The New Tax on Engineering Against the Grain
What was previously Google's biggest strength might prevent it from innovating in the future — Diseconomies of Scale at Google
With the future of AI-assisted code writing, the cost of bespoke architecture is even more costly. The idea is simple — best-of-breed engineering teams (like at Google) built bespoke technology stacks years ahead of the industry. As time passed, open-source caught up, albeit with an incompatible but only slightly different API.
But now, it’s not just open-source that’s catching up. Models are trained on publicly available data: open-source libraries, common application patterns, and public cloud infrastructure. As a result, these AI models will best assist developers in writing code — especially if those developers are working on well-trodden ground.
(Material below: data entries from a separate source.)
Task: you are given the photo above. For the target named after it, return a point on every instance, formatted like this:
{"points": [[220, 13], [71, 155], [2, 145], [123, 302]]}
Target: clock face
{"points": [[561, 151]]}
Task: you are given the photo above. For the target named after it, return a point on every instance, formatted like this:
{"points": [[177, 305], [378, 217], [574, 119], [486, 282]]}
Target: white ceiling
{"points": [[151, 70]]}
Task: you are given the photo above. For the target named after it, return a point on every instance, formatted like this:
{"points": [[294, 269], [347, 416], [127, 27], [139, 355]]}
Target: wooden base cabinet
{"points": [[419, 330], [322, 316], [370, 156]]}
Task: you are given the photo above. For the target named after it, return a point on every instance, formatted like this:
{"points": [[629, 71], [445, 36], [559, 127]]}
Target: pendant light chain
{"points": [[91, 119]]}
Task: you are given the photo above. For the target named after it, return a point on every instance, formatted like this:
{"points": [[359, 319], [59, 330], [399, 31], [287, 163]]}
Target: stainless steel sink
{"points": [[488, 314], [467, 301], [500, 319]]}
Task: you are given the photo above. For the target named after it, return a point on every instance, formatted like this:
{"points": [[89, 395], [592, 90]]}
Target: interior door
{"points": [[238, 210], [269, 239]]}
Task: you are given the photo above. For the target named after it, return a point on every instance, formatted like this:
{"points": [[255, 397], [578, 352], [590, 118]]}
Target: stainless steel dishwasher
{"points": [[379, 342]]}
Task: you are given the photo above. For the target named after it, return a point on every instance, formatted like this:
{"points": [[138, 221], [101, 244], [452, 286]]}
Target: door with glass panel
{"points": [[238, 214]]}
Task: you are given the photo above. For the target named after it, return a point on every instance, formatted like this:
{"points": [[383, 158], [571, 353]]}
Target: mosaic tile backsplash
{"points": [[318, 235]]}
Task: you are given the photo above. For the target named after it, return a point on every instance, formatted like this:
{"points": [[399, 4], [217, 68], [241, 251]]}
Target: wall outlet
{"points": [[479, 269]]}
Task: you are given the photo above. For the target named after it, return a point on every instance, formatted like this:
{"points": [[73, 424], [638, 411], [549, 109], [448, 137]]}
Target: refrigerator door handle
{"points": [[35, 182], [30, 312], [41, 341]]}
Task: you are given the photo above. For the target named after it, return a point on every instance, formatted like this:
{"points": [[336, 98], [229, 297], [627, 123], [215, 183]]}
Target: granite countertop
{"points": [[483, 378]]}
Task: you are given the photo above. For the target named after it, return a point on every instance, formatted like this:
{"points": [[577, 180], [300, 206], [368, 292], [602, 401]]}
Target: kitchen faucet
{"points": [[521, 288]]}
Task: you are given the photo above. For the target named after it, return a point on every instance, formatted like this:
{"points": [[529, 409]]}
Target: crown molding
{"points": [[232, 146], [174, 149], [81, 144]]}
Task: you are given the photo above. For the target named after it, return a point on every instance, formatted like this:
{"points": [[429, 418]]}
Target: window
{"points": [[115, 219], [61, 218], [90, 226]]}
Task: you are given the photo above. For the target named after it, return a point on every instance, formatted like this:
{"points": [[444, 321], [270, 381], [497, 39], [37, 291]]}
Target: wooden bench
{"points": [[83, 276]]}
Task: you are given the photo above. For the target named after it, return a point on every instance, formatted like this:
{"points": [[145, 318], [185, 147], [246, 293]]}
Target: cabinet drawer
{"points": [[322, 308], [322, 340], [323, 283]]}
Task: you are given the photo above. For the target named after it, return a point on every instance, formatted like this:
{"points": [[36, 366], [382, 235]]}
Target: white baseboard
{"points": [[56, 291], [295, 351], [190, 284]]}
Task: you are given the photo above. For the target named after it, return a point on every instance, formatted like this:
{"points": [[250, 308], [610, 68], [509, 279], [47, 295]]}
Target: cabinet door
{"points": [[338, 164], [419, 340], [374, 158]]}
Current AI models can indeed generalize well outside of cases they’ve seen. Still, many companies must maintain fine-tuned models specifically trained on their proprietary data, APIs, and patterns. Meta is already doing this. Unfortunately, every time you engineer against the grain, it’s another chance for the model to have a more challenging time generating autocompletions, reviewing code, or testing pull requests (if you even use git at your company).
On the other hand, it’s possible that these models, if fine-tuned, could potentially provide the developer velocity boosts needed for a company to maintain its bespoke stacks. Or that a model fine-tuned on a specific company’s code could produce a much higher than average quality of code (or much lower!).
Either way, there’s a new tax on engineering against the grain — accept worse completions, fine-tune, or change the stack.